Até agora, porém, os presságios mais sombrios para a Itália não se concretizaram: a economia está se segurando, Meloni é prisioneira de seus fantasmas do passado e de uma empresa governamental medíocre, mas não se pode dizer que haja um indício de fascismo , o apoio à Ucrânia é claro e o governo está tentando seguir os passos de Draghi na economia, mesmo que contemos cada vez menos nas principais decisões europeias. Professor Ferrarotti, qual é a sua opinião sobre o governo Meloni e sobre o estado atual da democracia italiana?
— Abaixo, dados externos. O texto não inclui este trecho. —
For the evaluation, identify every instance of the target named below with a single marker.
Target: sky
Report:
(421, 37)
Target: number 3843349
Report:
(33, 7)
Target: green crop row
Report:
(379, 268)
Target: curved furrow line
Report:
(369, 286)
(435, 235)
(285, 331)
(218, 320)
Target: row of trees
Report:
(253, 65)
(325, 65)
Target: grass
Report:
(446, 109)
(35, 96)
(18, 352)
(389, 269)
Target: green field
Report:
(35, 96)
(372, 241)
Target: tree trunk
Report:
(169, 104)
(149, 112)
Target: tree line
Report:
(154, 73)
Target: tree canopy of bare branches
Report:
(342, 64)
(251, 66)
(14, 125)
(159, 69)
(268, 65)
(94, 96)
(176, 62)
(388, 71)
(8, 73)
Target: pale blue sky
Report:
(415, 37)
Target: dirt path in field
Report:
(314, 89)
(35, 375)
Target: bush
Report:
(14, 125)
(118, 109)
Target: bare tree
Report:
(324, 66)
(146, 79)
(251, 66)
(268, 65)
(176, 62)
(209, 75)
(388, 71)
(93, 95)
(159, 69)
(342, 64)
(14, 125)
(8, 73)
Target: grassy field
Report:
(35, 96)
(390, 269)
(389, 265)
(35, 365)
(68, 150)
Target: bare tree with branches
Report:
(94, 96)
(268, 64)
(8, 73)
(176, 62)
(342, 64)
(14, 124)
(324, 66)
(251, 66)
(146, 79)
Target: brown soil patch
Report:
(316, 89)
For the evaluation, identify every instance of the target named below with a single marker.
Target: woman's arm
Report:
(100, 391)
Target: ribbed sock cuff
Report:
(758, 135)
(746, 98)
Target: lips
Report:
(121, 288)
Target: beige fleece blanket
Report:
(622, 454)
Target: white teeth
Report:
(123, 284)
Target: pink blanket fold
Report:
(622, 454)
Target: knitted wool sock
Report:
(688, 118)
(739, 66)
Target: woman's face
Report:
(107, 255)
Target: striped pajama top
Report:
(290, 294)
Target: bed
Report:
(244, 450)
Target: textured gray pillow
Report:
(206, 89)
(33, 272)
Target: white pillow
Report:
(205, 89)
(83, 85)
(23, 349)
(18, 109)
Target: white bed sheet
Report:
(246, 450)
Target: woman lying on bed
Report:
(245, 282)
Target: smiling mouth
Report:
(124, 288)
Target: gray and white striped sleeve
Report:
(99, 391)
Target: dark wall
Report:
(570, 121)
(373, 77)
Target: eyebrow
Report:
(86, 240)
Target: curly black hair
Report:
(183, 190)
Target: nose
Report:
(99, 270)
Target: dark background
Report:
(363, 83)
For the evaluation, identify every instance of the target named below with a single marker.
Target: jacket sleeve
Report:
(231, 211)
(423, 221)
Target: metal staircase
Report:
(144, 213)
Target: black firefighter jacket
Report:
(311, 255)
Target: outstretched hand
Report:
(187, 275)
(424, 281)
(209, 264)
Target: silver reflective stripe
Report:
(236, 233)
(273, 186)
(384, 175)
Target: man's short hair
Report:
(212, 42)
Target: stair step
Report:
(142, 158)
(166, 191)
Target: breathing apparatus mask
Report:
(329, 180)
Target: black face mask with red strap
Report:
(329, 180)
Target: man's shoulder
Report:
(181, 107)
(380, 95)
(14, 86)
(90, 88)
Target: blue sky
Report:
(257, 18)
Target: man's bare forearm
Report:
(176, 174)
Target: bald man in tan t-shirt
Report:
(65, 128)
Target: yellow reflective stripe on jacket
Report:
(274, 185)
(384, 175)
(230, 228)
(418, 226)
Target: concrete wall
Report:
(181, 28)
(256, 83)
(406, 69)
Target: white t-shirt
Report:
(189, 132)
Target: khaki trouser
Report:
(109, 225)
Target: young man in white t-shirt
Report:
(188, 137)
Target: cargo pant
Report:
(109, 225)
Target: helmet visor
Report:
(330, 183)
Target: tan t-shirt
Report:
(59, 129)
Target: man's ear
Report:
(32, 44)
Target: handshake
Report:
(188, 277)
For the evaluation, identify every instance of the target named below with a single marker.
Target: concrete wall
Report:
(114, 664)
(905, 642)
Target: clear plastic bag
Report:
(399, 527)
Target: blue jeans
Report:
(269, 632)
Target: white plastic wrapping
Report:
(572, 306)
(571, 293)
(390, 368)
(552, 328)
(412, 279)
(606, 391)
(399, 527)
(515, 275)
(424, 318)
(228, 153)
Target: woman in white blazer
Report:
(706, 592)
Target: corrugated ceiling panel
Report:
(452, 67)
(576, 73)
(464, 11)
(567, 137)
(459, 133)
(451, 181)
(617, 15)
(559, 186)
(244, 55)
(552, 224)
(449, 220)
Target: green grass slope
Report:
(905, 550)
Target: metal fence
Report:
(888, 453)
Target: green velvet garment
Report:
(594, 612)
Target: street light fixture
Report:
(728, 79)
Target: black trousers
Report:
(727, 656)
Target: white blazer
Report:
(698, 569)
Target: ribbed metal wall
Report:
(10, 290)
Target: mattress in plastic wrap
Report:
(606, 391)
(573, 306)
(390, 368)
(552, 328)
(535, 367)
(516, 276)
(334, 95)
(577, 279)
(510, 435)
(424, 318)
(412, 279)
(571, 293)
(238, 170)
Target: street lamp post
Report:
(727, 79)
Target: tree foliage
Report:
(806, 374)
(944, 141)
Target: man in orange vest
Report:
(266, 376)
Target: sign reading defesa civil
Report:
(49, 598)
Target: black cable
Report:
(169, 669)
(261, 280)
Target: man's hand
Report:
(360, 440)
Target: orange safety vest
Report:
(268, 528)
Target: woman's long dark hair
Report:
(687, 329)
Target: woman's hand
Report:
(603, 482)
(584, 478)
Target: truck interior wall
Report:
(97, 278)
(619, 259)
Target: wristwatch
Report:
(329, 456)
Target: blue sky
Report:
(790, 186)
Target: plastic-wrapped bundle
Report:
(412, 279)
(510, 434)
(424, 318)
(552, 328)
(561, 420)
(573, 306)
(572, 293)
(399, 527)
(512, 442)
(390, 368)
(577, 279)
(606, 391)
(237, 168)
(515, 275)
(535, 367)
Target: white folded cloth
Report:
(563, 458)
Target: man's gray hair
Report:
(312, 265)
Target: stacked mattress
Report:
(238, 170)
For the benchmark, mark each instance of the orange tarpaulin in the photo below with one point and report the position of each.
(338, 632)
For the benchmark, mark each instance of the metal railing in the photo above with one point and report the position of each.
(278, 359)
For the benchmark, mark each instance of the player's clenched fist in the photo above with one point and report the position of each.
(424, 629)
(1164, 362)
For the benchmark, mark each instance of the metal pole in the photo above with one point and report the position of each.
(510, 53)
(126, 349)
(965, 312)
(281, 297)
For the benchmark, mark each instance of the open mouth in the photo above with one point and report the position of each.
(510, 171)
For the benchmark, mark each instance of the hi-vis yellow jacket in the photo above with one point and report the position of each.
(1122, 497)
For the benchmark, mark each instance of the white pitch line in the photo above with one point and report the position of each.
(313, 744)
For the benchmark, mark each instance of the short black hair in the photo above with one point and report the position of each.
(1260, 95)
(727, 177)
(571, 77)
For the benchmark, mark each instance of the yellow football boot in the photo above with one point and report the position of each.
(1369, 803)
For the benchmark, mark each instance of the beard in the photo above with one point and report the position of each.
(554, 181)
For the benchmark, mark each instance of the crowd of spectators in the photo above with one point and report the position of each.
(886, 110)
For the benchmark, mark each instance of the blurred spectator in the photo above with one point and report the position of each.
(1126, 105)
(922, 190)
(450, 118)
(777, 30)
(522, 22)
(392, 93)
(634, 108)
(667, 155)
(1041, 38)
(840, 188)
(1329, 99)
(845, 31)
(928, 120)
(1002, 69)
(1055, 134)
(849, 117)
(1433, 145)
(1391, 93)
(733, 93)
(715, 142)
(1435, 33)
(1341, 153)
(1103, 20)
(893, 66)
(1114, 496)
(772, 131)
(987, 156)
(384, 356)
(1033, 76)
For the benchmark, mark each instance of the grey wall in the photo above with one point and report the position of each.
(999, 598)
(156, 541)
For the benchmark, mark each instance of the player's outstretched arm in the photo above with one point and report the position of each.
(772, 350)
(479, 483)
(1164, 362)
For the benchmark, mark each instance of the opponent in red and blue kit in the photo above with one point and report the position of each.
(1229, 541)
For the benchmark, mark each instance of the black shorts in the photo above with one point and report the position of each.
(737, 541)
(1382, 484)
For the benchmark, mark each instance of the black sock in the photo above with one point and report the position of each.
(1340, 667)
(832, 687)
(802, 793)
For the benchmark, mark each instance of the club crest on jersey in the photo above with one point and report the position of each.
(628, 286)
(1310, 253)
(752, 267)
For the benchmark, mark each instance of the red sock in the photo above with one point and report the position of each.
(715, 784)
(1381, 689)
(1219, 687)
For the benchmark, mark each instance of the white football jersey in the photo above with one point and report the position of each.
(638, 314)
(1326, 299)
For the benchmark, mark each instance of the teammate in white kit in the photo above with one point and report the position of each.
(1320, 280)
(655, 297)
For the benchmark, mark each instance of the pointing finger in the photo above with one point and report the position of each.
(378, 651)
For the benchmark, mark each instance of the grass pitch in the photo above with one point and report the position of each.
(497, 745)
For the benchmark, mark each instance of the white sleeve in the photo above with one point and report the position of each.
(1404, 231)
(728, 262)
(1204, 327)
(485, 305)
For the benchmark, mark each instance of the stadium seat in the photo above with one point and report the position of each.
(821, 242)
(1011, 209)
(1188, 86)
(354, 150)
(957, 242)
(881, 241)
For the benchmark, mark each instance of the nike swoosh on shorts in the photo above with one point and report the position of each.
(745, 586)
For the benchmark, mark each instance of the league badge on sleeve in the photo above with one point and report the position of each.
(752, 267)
“É um governo que flutua e ainda não entendeu totalmente que governar não é simples propaganda e movimento de boca-a-boca, mas ação para resolver os problemas do país. Até agora tem se mostrado um poder inerte e um fim em si mesmo que abre mão de decidir para durar. Ele testemunha a futilidade das classes dominantes atuais”.

Você não acha que a regressão italiana é cultural antes de ser política? A soberania alimentar e a recusa da carne sintética como barreira contra as novas plataformas de inteligência artificial não revelam um país terrivelmente provinciano e com muita saudade da Itália?

“Infelizmente, como já disse, nosso país nunca se conformou plenamente com seu passado e vive de ilusões nostálgicas, pensando que projetando o passado no futuro se chega ao Paraíso. Mas é apenas uma fuga da realidade."

E na esquerda italiana estendemos um véu lamentável?

“A partir de 1921, a esquerda foi dominada pela misteriosa vocação de autodestruição, que muitas vezes se junta ao vírus do maximalismo e do pensamento positivo. Se ela não se libertar desses males dificilmente se oporá à direita e vencerá um projeto político novamente baseado na justiça e na liberdade. Mas a esperança morre por último"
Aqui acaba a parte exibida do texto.